Seawall collapse damages Shore houses
SEA ISLE CITY, N.J. - Engineers tried to determine yesterday what caused the bulkhead in front of two houses on Ludlam Bay in Sea Isle City to collapse over the weekend, rendering three structures uninhabitable.

SEA ISLE CITY, N.J. - Engineers tried to determine yesterday what caused the bulkhead in front of two houses on Ludlam Bay in Sea Isle City to collapse over the weekend, rendering three structures uninhabitable.
The disintegration of the bulkhead - wood-and-steel walls built to prevent erosion - occurred during an unusually high tide in a deep section of the bay near the mouth of Townsend's Inlet. The water pulled docks, fence and building materials, including a first-floor deck, from two bayside dwellings on Sounds Avenue near 82d Street.
On one building, a three-story white spiral staircase that once led to a dock dangled in mid-air. One of two pillars that supported a ground-level porch was missing, as was the porch itself. Two upper decks listed to one side.
Police said no one was injured and no other damage was reported in the area, which authorities said had calm weather over the weekend.
The National Weather Service reported an unusually high tide on Saturday. And the moon, according to the Farmer's Almanac, was the nearest and brightest it will be in 2009, what American Indians call a Wolf Moon. When the moon is closer to the Earth, tides are higher.
The roiling water, which is 40 feet deep near the collapse, washed debris from the structures more than a mile north to a spot near 56th Street.

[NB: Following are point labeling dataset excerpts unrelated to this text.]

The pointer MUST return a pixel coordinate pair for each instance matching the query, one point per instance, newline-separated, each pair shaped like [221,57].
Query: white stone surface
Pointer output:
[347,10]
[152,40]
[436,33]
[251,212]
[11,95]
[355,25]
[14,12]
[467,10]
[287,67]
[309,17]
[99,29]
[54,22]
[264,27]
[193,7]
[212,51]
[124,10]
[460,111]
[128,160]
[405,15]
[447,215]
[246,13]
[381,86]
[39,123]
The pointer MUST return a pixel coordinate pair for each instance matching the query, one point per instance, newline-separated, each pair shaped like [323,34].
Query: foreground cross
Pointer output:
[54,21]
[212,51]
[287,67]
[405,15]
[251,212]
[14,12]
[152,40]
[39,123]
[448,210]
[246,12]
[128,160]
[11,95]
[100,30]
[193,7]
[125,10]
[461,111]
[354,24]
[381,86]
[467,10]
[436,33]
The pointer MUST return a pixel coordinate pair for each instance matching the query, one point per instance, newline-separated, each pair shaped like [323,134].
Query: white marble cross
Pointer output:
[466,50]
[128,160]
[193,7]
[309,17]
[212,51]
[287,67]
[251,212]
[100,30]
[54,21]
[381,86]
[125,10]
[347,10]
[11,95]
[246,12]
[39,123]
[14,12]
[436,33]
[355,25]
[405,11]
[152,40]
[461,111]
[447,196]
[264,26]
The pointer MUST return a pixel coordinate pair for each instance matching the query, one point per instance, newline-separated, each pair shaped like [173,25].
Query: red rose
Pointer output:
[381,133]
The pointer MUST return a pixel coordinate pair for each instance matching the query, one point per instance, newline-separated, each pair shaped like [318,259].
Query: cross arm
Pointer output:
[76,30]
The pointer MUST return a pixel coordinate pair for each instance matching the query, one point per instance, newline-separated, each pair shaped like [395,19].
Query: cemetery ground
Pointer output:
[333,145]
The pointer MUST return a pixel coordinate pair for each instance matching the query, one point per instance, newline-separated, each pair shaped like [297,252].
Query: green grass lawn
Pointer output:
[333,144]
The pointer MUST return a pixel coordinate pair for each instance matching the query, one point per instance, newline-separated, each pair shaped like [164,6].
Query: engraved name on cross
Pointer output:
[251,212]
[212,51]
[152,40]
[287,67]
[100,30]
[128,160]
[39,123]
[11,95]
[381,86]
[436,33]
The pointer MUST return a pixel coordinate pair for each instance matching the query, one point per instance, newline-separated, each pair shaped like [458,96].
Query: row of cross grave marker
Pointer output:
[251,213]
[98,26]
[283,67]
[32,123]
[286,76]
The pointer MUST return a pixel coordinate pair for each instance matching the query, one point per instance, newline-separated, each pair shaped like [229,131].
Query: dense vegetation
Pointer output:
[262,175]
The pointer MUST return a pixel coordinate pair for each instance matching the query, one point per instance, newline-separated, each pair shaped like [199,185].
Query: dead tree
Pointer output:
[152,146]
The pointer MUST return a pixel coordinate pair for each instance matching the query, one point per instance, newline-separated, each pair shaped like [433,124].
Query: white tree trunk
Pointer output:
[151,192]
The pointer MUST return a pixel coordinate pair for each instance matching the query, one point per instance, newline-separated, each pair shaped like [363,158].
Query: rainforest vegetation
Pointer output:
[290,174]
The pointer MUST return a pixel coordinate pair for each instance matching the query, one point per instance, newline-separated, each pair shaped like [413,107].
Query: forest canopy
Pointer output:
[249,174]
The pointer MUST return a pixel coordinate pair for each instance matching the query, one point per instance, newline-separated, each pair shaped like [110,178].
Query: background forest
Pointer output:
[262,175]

Police received a call Saturday morning from a neighbor who noticed the deck collapse at 8209 Sounds Ave. When authorities arrived at the three-unit condominium, they found that the destroyed seawall had undermined a support structure under the building. The furnished property - which is more than 20 years old and was recently remodeled - was unoccupied, police said.
"We could hear wood cracking and snapping sounds over the weekend and we thought that maybe there was a problem," said Peggy Cunningham, who lives in a cottage across the street.
As the tides rose and fell over the weekend, officials determined that even more of the three-story structure was deteriorating and had led to significant damage to two properties to the south.
Police cordoned off the three buildings yesterday. For safety reasons, no one was allowed inside 8209 Sounds Ave.
Neil Byrne, construction code official for Sea Isle City, said engineers and crews were working to secure the area and to determine what caused the collapse.
Bulkheads are owned and maintained by property owners, Byrne said, and are inspected by the city only during construction.
According to tax records, the threatened properties at 8211 and 8213 Sounds Ave. are owned by Karl Bauz, of New Britain, Bucks County, who owns a telecommunications and cable supply company. Construction at 8211 was completed about two years ago, officials said.
Bauz, captain of a fishing team called Pirasea that hunts shark, tuna and other species in high-stakes tournaments from Cape May to Costa Rica, declined yesterday to speak to reporters.
Police said Bauz was paying a structural engineer to monitor the integrity of his large house as he and more than a half-dozen relatives and friends removed furnishings and personal belongings from 8211 Sounds Ave. Workers were disassembling a white, carved canopy bed in an upstairs bedroom.
"If the engineer tells them to get out, then they have to move quickly and all get out right away. It's that critical," said a police officer who declined to be identified.
"That's a lovely, lovely home," Cunningham said. "I feel so very sorry for what they must be going through."
Cunningham said that for years wave action from the inlet had scoured the shoreline where the bulkheads were undermined.
"I've seen the city and the homeowners over there trying to do different things over the years because the water does come up a lot there at that street end," she said. "But maybe they were all Band-Aid fixes on a larger problem. It makes you wonder if the whole line of those houses are going to go."
Sea Isle City administrator George Savastano said homeowners were working privately with contractors and engineers to determine their next move.
Savastano would not comment on whether any other houses that back up to the bay could be in jeopardy or whether there had been past efforts to shore up bulkheads.
City officials were "working alongside the homeowners" and county, state and federal authorities to determine the "proper course of action to resolve the problem," Sea Isle City Police Chief Thomas J. D'Intino said in a statement.
"We're working to determine who's responsible for what right now," Savastano said.